Being on the Missouri River, St. Charles saw a steady stream of fur trappers and traders to Indian country. William, being an outdoorsman, and like many of the other intelligent, enterprising young men, saw good reason to follow the river west.
On February 13, 1822, William Henry Ashley, who co-founded the Rocky Mountain Fur Company, placed an advertisement in the Missouri Gazette and Public Adviser, calling for 100 enterprising men to “ascend the river Missouri.” Sublette applied and soon became part of the trapping group referred to as “Ashley’s Hundred,” along with several other would-be famous mountain men including Jim Beckwourth, Thomas Fitzpatrick, David Jackson, Hugh Glass, James Bridger, and Jedediah Smith.
The Rocky Mountain Fur Company was the first to depend primarily upon trapping for their furs, rather than buying them from Native Americans.
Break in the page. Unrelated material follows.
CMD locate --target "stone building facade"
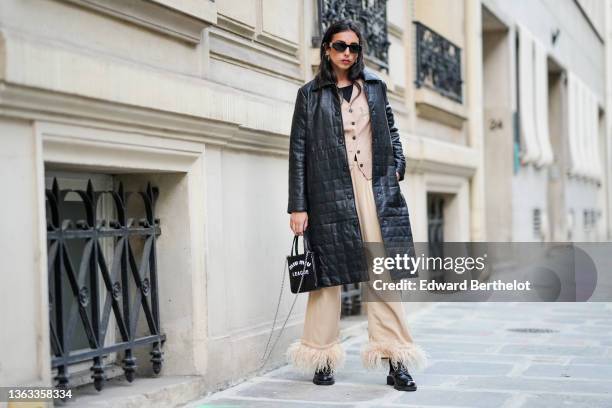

The men who worked for Ashley did not earn a fixed wage, rather they split the proceeds of the furs they obtained.
On June 1, 1823, Ashley and his party of 70 men were attacked by 600 Arikara Indians, inciting what is known as the Arikara War. Twelve of Ashley’s men were killed and the rest were forced to retreat. Sublette escaped, and Jedediah Smith volunteered to contact Andrew Henry and bring back reinforcements. A couple of months later, Colonel Henry Leavenworth leading 200 soldiers and 700 Sioux allies, with Sublette in a temporary post as a sergeant major, attacked and routed the Indians at the Arikara villages on August 9th.
Sublette continued trapping, accompanying Jedediah Smith and others into the Crow country and by the spring of 1824, was working on the Green River and its tributaries in Wyoming. Later that year, he accompanied Smith to the Pacific Northwest, reaching Hudson’s Bay Company territory. Two years later, he, along with Jedediah Smith and David Jackson, purchased Ashley’s interest in the Rocky Mountain Fur Company.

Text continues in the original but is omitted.